HN: After Animal Shapes, Geographer achieved this kind of critical buzz and anticipation. Is there any pressure that comes with that?

MD: I didn’t feel any pressure from that. We toiled in obscurity for a while in San Francisco and certainly the rest of the world. We were trying to get our feet on the ground. Seeing that people liked what we were doing was extremely encouraging. You do it because you have to do it, you do it because you’re compelled to do it, but you definitely want people to see what you’re doing. If you didn’t, you’d just do it in your bedroom and never show it to anybody. As soon as I make something, I want to share it. It’s for other people. You do it for yourself, but it kind of belongs to other people.

To see that people will care what I was doing really bolstered our confidence for Myth a lot, that we could go out on the road and play to packed houses.

HN: You guys do feel a lot more confident on Myth. Do you feel yourself growing more confident since then?

MD: After this new album, I don’t feel limited at all. I feel like I could do anything that could pop into my mind. This was the first album where I really wrote string parts. That was something I felt like I didn’t know how to do. Then I just did it and it worked out okay. I feel like now all of music is a tool for me, whereas before I felt like I could play the guitar and the synthesizer and Nate can play the cello. Now I feel like whatever we come up with, we can put it into an album. That feels good that we can stretch our legs as much as we want.

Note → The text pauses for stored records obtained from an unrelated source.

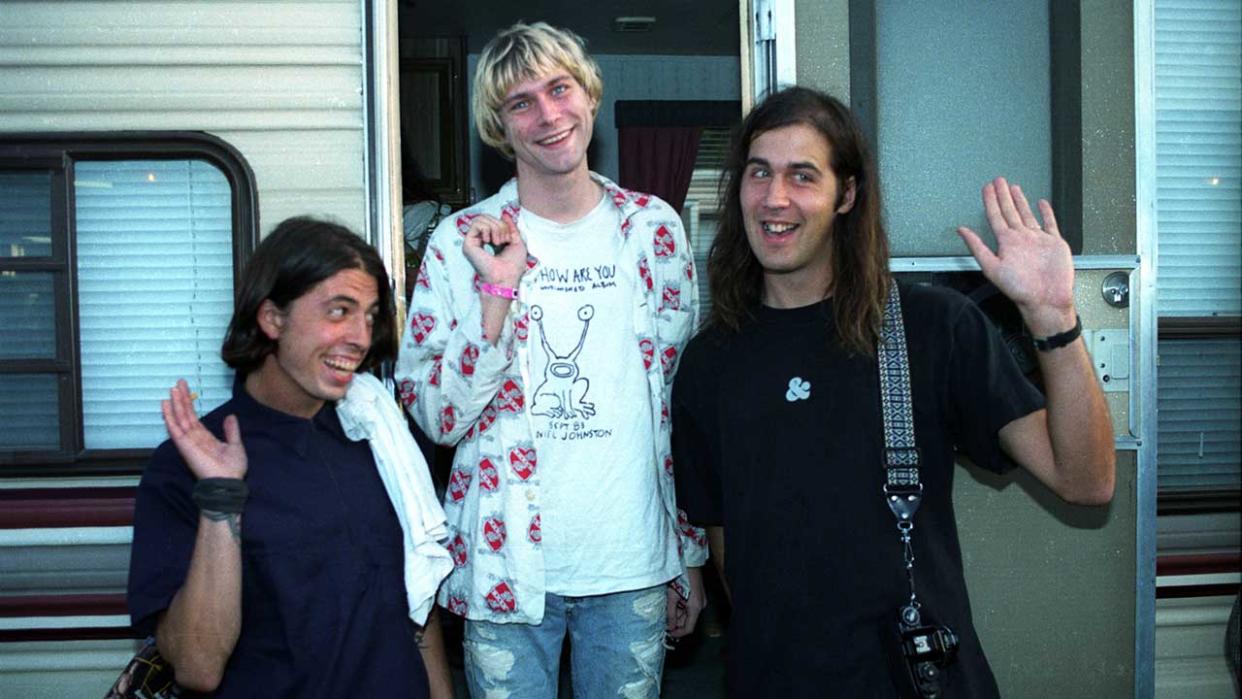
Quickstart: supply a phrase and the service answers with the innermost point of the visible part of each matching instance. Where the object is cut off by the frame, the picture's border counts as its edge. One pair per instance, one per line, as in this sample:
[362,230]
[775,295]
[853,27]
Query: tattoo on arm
[232,519]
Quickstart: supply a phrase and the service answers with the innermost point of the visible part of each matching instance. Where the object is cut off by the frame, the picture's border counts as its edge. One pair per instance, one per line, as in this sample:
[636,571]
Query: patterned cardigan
[463,391]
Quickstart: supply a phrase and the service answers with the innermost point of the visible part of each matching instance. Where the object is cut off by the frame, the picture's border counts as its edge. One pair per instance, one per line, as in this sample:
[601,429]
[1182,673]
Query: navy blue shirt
[796,479]
[323,597]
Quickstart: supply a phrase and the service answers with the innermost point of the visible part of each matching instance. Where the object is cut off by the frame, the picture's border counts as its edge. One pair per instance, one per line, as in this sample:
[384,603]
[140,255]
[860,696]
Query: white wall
[282,82]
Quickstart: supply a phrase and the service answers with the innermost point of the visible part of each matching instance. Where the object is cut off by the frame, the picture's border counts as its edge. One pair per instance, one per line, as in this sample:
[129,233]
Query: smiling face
[790,198]
[321,339]
[548,122]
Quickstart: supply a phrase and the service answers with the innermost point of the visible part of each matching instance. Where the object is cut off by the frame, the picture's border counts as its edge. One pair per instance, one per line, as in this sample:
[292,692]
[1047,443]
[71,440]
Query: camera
[928,648]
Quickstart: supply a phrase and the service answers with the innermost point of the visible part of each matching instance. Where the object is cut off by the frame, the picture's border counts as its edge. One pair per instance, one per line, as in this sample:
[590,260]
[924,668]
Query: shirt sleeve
[696,458]
[989,390]
[165,525]
[447,371]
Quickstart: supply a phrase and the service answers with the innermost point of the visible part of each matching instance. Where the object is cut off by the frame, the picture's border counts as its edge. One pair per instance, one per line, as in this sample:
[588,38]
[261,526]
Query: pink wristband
[503,292]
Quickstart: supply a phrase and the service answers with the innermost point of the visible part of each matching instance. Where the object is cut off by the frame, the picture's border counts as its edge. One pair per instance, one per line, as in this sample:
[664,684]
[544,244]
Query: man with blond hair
[544,330]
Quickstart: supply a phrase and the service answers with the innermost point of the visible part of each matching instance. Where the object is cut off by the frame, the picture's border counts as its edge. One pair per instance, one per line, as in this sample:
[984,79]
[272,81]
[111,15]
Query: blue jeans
[616,648]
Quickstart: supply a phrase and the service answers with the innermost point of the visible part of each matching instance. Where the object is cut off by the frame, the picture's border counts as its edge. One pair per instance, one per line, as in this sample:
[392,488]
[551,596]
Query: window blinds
[1199,157]
[154,266]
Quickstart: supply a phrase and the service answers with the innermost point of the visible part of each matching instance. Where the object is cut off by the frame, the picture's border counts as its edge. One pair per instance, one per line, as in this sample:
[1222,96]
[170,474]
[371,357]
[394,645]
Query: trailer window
[116,279]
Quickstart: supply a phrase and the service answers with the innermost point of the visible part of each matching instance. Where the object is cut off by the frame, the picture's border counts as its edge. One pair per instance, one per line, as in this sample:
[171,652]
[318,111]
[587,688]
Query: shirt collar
[627,202]
[287,430]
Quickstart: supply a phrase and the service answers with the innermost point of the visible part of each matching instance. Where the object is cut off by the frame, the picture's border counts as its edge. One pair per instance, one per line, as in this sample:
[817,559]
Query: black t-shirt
[324,611]
[778,437]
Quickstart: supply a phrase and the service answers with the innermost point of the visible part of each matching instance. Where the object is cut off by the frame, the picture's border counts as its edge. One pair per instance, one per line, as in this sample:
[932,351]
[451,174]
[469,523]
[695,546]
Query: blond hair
[524,52]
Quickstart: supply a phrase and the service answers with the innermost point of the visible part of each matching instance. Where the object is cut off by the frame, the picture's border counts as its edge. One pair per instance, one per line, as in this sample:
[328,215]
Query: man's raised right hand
[206,456]
[508,262]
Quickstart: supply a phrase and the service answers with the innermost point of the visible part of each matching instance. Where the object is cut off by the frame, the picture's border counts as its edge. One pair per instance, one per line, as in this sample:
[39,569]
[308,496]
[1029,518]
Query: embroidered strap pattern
[901,455]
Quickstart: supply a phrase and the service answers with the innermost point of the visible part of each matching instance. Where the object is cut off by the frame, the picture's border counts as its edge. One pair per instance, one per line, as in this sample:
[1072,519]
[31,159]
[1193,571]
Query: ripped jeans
[616,648]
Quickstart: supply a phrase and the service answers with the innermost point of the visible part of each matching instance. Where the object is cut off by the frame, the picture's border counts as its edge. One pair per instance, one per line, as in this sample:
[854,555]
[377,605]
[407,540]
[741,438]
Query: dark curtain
[658,160]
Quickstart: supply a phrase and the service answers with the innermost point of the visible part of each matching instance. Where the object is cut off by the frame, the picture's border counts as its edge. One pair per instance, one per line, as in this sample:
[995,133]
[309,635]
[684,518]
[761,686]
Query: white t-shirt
[604,527]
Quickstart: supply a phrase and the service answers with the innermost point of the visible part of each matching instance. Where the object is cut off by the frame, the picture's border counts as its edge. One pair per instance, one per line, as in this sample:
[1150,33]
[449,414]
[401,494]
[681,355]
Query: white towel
[370,412]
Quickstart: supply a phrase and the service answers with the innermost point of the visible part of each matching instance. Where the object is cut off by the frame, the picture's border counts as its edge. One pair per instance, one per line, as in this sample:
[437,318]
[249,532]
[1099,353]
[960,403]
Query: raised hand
[508,262]
[1032,265]
[206,456]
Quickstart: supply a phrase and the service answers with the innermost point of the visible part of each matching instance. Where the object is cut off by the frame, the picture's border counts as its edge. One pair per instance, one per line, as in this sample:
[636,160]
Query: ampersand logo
[799,390]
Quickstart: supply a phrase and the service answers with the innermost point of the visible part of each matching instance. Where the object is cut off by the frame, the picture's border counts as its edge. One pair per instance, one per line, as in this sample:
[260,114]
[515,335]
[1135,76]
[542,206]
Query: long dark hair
[860,246]
[294,257]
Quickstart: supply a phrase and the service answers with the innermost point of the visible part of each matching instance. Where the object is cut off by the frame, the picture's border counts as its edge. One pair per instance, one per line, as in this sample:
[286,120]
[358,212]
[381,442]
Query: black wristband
[1060,339]
[224,496]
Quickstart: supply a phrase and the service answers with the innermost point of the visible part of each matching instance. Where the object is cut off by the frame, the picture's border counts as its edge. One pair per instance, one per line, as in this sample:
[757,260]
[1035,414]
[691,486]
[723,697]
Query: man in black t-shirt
[778,431]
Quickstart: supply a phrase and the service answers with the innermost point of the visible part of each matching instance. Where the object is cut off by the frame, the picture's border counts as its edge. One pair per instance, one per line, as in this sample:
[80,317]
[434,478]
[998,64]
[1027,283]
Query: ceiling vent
[632,25]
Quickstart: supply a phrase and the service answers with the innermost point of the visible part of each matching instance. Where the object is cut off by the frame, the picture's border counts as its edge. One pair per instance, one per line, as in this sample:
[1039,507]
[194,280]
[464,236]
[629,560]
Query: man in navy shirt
[778,431]
[267,556]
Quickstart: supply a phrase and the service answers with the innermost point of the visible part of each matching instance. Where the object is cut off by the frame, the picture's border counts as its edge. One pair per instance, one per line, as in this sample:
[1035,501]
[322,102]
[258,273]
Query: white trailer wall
[281,81]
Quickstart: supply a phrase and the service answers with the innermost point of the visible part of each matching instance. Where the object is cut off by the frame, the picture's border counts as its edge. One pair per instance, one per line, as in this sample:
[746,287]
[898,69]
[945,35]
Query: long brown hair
[860,246]
[294,257]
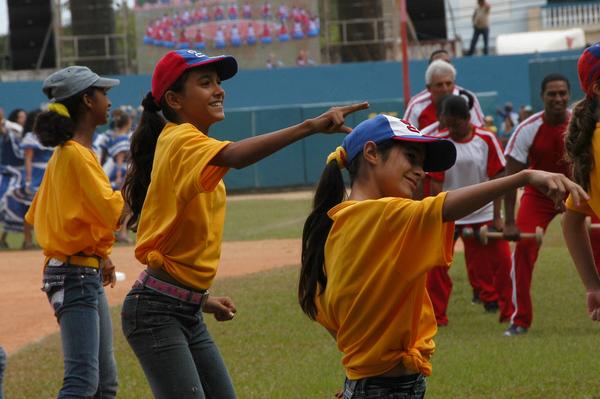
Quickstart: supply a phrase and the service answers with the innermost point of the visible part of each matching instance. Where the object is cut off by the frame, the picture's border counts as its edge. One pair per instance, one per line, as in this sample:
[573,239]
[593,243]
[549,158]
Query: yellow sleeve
[591,206]
[189,164]
[30,215]
[419,229]
[101,205]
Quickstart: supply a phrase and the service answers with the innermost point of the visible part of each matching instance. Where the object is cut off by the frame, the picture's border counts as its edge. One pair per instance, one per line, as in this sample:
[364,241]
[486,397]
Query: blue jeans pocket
[54,287]
[129,315]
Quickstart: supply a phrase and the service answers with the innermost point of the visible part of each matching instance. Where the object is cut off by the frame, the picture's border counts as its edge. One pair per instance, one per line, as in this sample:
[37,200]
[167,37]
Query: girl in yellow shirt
[175,191]
[365,258]
[75,213]
[583,150]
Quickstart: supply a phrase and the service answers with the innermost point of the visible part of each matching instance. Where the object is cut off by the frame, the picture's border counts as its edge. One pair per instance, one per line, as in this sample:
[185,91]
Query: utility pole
[404,44]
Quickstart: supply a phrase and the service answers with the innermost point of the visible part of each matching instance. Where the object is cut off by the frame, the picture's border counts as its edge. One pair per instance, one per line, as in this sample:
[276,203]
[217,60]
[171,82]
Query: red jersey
[539,145]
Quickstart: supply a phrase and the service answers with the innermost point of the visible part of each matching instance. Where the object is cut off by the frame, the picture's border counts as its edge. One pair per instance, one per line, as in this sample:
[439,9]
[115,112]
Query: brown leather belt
[171,290]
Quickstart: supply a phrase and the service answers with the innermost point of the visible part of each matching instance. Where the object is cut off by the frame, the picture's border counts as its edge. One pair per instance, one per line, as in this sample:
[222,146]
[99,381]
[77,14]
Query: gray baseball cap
[72,80]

HN: Speaking of string parts, Nate Blaz plays cello with you guys, which for the kind of music you’re aiming at is sort of uncommon. How does the lineup affect your songwriting?

MD: A lot of times I write a part thinking about how Nate will sound playing it. Sometimes I’ll write a part actually for him and I’ll use some synthesizer cello sound and show him the part. But a lot of times I don’t think about. He can also play the keyboards and stuff. For other songs, I’ll write a part and maybe it sounds like something I’ve heard before and I think, well if the cello plays this part instead of a guitar, even that right there is something no one has ever heard before.

HN: Over the last couple years, Geographer has been out on the road almost relentlessly. When do you even find the time for new material?

MD: Between every tour, we’re home for a bit, a month here, a month there, a couple weeks. I hate to sit still. The blessing of that is I just write in my downtime. I’ll give myself a couple days, you know ‘you did a great job on that tour man you deserve to rest.’ Then like a day later I feel inadequate. I want to create something else. Unless I’m making something, I don’t really feel at peace.

That helps with the schedule for sure, because you kind of catch as catch can, but I do like to be home when I write. There are times when I’ve worked on stuff in the van. It’s hard to do that. I like to sit in front of my computer or my piano for like eight hours at a time. You can’t really do that in the back of a van.

HN: Whenever a band gets a couple releases under their belt and take to the road like you guys have, it seems like the next couple releases are heavily influenced by that lifestyle, you know, songs about being on the road. Do you think about that at all?

MD: A lot of bands start to write about touring. I listen to James Taylor, I love the second two James Taylor albums. But they start to sing about touring. I love listening to it, but it always struck me as kind of silly. Who can relate to that? Well, there are so many goddamn bands these days, probably everybody [laughs].

But you can sing about human things, not just your personal experience. Paul Simon said something like when you’re doing your first couple albums, you’re poor and you’re writing about being a poor struggling musician. Once that album makes it, you’re rich. Then you’re writing about being a rich person, which isn’t very interesting. We don’t quite have that problem, but it’s the same idea.

You want to stay in touch with life and humanity. I still feel like I’m wrestling in very different ways with the same questions. That’s the part that has changed most, the confidence of being a successful band, which I wasn’t when I was writing the first songs, and continuing on my own personal journey through life.